The newly signed financial-reform law substantially raises the potential rewards for whistle-blowing. Will a flood of new claims result?
Sarah JohnsonJuly 23, 2010

Sure, money talks. But will it persuade witnesses to securities fraud to come forward and talk, even at the risk of losing their job and reputation?

Congress hopes the answer is yes. The Dodd-Frank Wall Street Reform and Consumer Protection Act, signed into law by President Obama on Wednesday, mandates substantially greater rewards and protections for whistle-blowers. Under the law, the Securities and Exchange Commission will determine rewards for whistle-blowers in all enforcement cases that involve penalties worth more than $1 million. Successful informants will be entitled to collect 10% to 30% of the wrongdoers’ payout to the commission.

That’s a far cry from previous practice. Before, the SEC could reward only whistle-blowers involved in insider-trading cases. And the commission has been stingy: during its 20-year existence, the SEC’s whistle-blower program has paid out only $159,537 to five claimants. No wonder observers of securities fraud have had little incentive to spill the beans. “Basically, [whistle-blowing] ruins your life,” says Luigi Zingales, a professor at the University of Chicago Booth School of Business who has studied the issue of whistle-blowers. “What is worth your life getting ruined? It’s pretty expensive.”

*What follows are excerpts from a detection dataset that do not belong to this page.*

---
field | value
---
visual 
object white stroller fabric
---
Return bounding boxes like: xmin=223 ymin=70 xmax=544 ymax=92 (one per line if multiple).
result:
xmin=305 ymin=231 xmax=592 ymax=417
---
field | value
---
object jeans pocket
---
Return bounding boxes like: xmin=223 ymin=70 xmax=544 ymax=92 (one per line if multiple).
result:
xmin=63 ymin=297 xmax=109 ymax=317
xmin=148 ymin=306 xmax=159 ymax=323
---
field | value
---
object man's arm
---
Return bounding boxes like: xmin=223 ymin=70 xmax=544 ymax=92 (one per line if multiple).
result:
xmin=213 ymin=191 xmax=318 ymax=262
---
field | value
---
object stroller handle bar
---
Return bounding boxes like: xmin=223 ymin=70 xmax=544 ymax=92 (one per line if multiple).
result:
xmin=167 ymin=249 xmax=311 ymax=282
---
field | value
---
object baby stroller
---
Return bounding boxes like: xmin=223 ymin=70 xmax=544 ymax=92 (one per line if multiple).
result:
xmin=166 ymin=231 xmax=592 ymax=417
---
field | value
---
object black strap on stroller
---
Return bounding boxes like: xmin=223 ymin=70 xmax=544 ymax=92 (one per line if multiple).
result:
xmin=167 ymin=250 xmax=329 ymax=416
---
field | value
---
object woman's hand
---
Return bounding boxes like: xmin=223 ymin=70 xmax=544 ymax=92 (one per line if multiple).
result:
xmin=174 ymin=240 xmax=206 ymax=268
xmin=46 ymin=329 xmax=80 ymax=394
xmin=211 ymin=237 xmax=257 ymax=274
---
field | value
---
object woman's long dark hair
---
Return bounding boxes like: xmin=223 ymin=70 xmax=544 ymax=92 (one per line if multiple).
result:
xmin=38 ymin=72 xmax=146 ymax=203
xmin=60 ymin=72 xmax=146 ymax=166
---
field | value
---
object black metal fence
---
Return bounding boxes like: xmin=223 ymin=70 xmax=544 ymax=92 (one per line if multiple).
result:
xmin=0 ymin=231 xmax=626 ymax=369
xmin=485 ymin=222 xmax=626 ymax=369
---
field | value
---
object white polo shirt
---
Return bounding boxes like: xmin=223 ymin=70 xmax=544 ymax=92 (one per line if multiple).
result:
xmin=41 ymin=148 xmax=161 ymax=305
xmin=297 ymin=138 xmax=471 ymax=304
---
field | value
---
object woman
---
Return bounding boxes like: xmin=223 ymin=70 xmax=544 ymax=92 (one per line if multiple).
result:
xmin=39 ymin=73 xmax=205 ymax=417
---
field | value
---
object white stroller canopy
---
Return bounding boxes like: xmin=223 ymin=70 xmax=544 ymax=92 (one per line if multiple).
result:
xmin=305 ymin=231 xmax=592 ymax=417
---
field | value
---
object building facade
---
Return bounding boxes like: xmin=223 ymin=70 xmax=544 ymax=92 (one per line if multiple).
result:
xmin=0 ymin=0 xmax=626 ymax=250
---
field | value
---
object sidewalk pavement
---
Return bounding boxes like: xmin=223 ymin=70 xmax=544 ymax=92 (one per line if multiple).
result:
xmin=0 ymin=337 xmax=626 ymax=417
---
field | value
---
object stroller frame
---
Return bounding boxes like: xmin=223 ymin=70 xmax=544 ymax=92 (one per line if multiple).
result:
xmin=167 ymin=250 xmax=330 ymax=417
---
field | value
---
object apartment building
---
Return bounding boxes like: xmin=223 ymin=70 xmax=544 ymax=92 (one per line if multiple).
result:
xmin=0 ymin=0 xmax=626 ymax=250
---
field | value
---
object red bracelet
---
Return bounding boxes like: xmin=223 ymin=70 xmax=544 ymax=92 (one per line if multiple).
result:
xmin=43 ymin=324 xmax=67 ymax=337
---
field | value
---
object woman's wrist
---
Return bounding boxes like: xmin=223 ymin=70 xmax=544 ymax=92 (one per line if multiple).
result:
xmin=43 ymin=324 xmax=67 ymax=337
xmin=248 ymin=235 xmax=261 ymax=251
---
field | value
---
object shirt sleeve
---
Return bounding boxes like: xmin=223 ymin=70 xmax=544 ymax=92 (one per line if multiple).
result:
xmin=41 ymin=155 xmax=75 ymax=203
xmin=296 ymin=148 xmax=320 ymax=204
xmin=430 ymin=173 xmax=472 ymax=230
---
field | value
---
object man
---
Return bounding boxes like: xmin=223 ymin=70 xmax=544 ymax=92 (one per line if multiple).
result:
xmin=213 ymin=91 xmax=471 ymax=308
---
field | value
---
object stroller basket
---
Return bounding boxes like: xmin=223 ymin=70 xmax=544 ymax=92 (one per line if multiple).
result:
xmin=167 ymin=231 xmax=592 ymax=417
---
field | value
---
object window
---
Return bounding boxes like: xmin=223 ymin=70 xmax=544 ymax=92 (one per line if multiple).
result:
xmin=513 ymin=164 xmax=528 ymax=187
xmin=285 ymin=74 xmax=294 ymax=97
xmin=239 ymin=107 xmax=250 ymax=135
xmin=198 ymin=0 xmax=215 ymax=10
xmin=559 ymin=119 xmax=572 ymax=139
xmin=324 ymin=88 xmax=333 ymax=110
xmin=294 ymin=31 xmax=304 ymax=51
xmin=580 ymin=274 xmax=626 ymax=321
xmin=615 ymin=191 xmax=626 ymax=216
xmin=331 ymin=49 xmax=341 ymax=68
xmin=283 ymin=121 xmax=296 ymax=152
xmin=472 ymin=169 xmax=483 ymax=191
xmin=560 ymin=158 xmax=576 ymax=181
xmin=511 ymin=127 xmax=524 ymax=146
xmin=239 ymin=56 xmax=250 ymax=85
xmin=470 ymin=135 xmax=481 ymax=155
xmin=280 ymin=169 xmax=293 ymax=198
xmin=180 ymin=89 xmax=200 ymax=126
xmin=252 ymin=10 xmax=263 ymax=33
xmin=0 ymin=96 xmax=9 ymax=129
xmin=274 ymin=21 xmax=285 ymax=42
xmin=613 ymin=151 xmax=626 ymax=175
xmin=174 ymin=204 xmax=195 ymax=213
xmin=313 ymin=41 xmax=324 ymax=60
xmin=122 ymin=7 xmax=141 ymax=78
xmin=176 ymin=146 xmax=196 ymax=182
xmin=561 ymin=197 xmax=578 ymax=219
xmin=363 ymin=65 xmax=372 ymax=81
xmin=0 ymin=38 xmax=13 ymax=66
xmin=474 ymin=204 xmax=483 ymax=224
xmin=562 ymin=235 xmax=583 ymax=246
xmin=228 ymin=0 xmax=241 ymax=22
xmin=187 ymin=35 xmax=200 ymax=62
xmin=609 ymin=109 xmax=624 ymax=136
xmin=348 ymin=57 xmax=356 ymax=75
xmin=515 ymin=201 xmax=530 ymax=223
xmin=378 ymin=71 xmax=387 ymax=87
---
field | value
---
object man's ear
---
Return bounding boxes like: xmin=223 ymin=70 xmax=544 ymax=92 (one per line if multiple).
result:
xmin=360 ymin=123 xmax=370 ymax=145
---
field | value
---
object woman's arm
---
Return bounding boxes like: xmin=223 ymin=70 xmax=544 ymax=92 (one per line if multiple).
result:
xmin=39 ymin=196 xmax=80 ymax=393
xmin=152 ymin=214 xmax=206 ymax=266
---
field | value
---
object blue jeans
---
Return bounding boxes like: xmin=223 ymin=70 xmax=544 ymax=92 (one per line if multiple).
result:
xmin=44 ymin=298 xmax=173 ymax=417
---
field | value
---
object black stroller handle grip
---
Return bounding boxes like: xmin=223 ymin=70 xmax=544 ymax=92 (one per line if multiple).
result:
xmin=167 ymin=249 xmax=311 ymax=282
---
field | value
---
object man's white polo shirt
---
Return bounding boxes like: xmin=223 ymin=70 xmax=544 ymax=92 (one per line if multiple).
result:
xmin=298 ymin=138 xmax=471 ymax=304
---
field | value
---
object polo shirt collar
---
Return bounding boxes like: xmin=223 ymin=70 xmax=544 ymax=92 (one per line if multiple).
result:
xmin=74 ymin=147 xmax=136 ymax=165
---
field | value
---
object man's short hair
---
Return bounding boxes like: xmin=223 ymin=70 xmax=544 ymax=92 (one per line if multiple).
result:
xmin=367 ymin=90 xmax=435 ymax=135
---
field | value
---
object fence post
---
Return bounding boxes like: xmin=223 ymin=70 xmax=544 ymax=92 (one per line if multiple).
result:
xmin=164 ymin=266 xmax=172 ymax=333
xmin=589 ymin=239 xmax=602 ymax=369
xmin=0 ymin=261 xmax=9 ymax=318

The new law also expands whistle-blowers’ rights, allowing those who think they have been discriminated against or fired in retaliation to bring their case to a federal judge within six years. Under the Sarbanes-Oxley Act, whistle-blowers were restricted to dealing with Department of Labor judges under a 90-day statute of limitations, with most cases getting thrown out or settled.

For employers, the changes could bring on heartburn. Attorneys warn that the hope of a lucrative payday, no matter how farfetched, could encourage employees who suspect fraud is going on at their company to bypass their compliance departments and go straight to the government. As the SEC sets up its new whistle-blower office (it has until April 2011 to do so), companies should reexamine their whistle-blower polices and consider reminding their workforce how to report problems, such as through an anonymous tip line. (Most publicly traded companies have had such hotlines since Sarbox was passed in 2002.)

At the same time, companies should tread carefully to avoid discouraging employees from turning to federal officials, as such actions could give terminated workers fodder in litigation, notes Daniel Westman, a partner at Morrison & Foerster. “It could be used as evidence of retaliatory intent,” he says.

Of course, companies would prefer to handle a problem internally and fix any issues before bringing the matter to the government, if necessary. “As a senior executive, the last thing you want in today’s environment is to first find out about a problem when a government official calls you up about it,” says Laurence Weiss, a partner at law firm Hogan Lovells. Moreover, the SEC has historically viewed companies that are proactive and forthcoming with their investigations more favorably than those whose frauds are uncovered by outside sources. In January the commission issued new guidelines to its staff for granting leniency to corporations and individuals they consider cooperative.

The reform act also gives new protections to whistle-blowers at financial-services firms. Some of the regulations stemming from the law could create new risks for companies when they distribute pink slips, says Westman. “These new rules are going to be a significant administrative burden in terms of letting employees go,” he says.

To be sure, it could be years before the new law bears fruit in the form of an increase in financial-fraud discoveries. Certainly, the prospect of a cash bounty could result in the SEC’s being inundated with tips, valid or not. (Indeed, Congress wants the commission’s inspector general to examine whether the “reward levels are so high as to encourage illegitimate whistle-blower claims.”) The question is whether the SEC will pay heed to the legitimate claims, given its failure to act on early hints of Ponzi schemes run by Bernard Madoff and Robert Allen Stanford.